Normalization across different single cell RNAseq experimetns
0
0
Entering edit mode
18 months ago
jmah ▴ 20

I'm interested in comparing single cell RNAseq experiments. RNAseq experiments are often normalized by some kind of global scaling scheme - each cell transcriptome is normalized by some scalar that has been calculated based on various factors - endogenous mRNA levels, capture + RT efficiency, dilution factor, amplification and read depth. I want to compare between different scRNAseq experiments produced by different labs. This means that the scaling factor will be particular to each different lab's experiments.

Does anyone know of a model that can fit the scaling factor as a dynamic parameter for each experiment?

Interested to hear your ideas.

Thanks! Jasmine

0
Entering edit mode

What you aim to do is integration of different datasets. A simple scaling procedure is not sufficient as you have to correct for systematic differences between platforms (batch effects). Check the existing literature and methods, e.g. the Anchoring Framework in Seurat or fastMNN from batchelor. The Seurat vignette and the Bioconductor workflow are good places to start.

0
Entering edit mode

Thanks for pointing me towards some stuff. What do you think of the idea of only selecting studies that used the same methods (library prep, chemistry, machine etc). In other words, would that be as if analyzing one big study? Of course, there would still be much more variation between batches, because different labs have different factors, and also this variation may include factors that normalization methods do not take into account given that this lies outside their assumptinos.

0
Entering edit mode

There will always be batch effects in (sc)RNA-seq between different datasets, that is not new. That is why batch correction approaches exist.

0
Entering edit mode

I get that, but is it feasible to treat each different RNAseq experiment as if it were a batch in one big experiment, assuming I choose only studies that use the same sequencing and library prep method?

0
Entering edit mode

No, because batch effects are there and cannot be corrected by simply ignoring them.

0
Entering edit mode

Sorry, I must not be explaining this clearly enough. Each study is a big batch - we target the variation between different studies as if it were variation between batches.

0
Entering edit mode

Of course, there would be a hierarchy of variation: variation between studies , and variation within studies that are due to the within-study batch effects.
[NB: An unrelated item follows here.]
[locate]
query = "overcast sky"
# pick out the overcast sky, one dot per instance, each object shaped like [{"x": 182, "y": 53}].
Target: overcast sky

Thanks for pointing me towards Seurat and integration. So far it's the closest to what I'm looking for. Do you know of any methods that allow for very distantly related cell types - Seurat seems to work by anchoring, but in my case there would be few stable anchors to pin.

0
Entering edit mode

My (limited) understanding of how these tools work under the hood let me assume that you need a fairly large amount of cells that are actually identical or similar between studies. Oterwise it is not possible to define a reliable set of features to perform the integration. You will always get some results but I am not sure how reliable this would be. But don't quote me on this, I am a user of these tools, neither an expert or even developer. I am also not sure that a hierarchy really exists. The thing with batches is that they are sort of random bias and difficult to predict. Within a dataset maybe there is greater variation between two cell types that between two random sets of cell types across batches, but this is thinking aloud, others might give more more expertise-driven opinion here.

0
Entering edit mode

Thanks! That's all very helpful. I appreciate your help!